Our study has strengths and limitations. We have both the perceptions of service providers and service users from the same clinics. However, our service users were interviewed when attending the clinic for their first antenatal appointment, making it difficult to link their perceptions of care with the specific healthcare providers we interviewed. Our study may be limited by social desirability bias, especially regarding the pregnant women’s responses to questions on domestic violence, and service providers’ responses to their role in providing care.

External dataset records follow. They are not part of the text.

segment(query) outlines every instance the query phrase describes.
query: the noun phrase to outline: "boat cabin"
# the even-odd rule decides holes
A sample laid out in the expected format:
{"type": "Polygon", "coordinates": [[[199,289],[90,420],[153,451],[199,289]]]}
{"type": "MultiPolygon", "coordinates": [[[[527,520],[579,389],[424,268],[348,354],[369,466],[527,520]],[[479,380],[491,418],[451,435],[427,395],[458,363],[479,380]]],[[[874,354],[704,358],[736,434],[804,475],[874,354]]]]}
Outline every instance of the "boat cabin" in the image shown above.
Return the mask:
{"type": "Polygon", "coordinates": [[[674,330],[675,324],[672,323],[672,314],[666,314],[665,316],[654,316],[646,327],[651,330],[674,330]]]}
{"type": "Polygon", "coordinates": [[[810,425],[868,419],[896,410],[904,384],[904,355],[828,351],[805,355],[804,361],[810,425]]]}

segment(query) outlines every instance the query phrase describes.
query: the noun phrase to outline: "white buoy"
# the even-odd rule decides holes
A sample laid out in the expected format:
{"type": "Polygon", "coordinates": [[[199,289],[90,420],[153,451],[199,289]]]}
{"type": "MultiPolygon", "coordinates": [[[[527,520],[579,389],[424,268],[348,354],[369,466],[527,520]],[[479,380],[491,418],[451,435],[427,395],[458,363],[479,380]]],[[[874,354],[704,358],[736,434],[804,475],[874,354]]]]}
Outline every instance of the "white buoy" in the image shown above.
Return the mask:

Several strategies can be used to mitigate the challenges we have identified and strengthen the health system. ANC nurses require training on administering the screening tool to decrease their feelings of discomfort with mental health issues. As nurses’ time with patients is limited, the mental health screening questionnaire could be administered in a patient centred manner . ANC nurses could be trained to routinely enquire about their patients’ feelings and anxieties while examining them, instead of completing the screening tool as a ticking exercise while completing the required documentation linked to the consultation. Standardised referral pathways and processes, specific to each facility, need to be developed and disseminated widely to ensure that both healthcare workers and patients are aware of the services available and how to access them. To lessen the burden of specialised mental healthcare providers such as social workers and mental health nurses, a cadre of lay healthcare workers could be identified and trained to provide basic evidence-based problem-solving counselling  to women with mild symptoms of depression or anxiety. The limitations of the MCR will need to be addressed at a policy level to encourage healthcare providers to detect symptoms of depression, anxiety and experiences of domestic violence in all pregnant women, at all clinic visits. Intervention studies aimed at strengthening the healthcare system with regards to detection, referral and treatment at MOUs in South Africa are needed.